Quale compenso per gli illeciti servizi resi la società vercellese ha percepito dalla consorziata torinese una percentuale sull’intera opera denominata contrattualmente “sponsor fee”.

Ma le sorprese per gli investigatori non erano ancora finite!

E’ stato infatti constatato che un imprevisto geologico costituito dalla natura franosa del terreno su cui venivano realizzati i lavori aveva determinato l’impiego di una notevole quantità di speciali resine sintetiche e barre metalliche necessarie per rinforzare il sito con conseguente incremento dei costi di realizzazione.

L' attento esame di tutti i documenti di trasporto dei materiali impiegati per l'esecuzione dell'opera ha consentito di accertare che i prodotti impiegati erano quantitativamente inferiore a quello indicato in fattura ed illecitamente liquidato dal Direttore dei Lavori a favore dell’impresa realizzatrice in danno della Pubblica Amministrazione appaltante.

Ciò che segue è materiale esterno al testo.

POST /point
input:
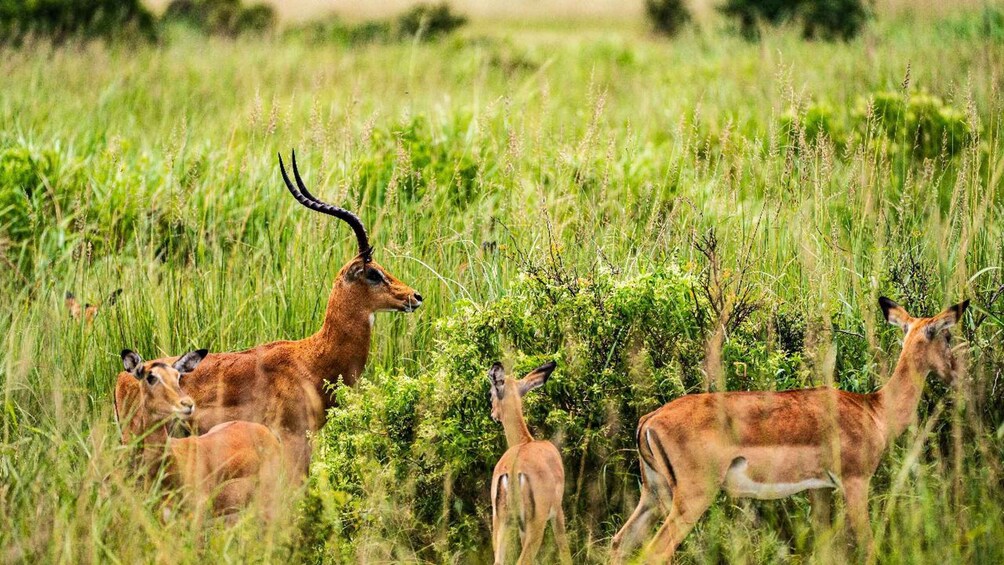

I dubbi dei finanzieri venivano poi definitivamente risolti nel momento in cui veniva effettuato il riscontro sul quantitativo di materiale impiegato direttamente presso le ditte fornitrici, le quali esibivano fatture e documenti di trasporto per importi decisamente inferiori rispetto a quelli contabilizzati dall’impresa e pagati con denaro pubblico.

Veniva pertanto scoperto che non erano mai “entrati” nel cantiere oltre due chilometri e mezzo di barre metalliche e circa centodieci tonnellate di speciali resine chimiche per un valore commerciale pari ad oltre 1.250.000 circa!

La società, preso atto dei rilievi mossi dai finanzieri, ha riconosciuto l’errore ed ha prudentemente deciso di restituire, indagini durante, la consistente somma di 1.125.000 euro circa alla stazione appaltante.

Per gli aspetti relativi alle condotte truffaldine sopra indicate le indagini sono state coordinate dalla Procura della Repubblica di Torino.

I quattro responsabili delle aziende coinvolte sono stati denunciati alla Procura della Repubblica di Torino per truffa aggravata ai danni dello Stato.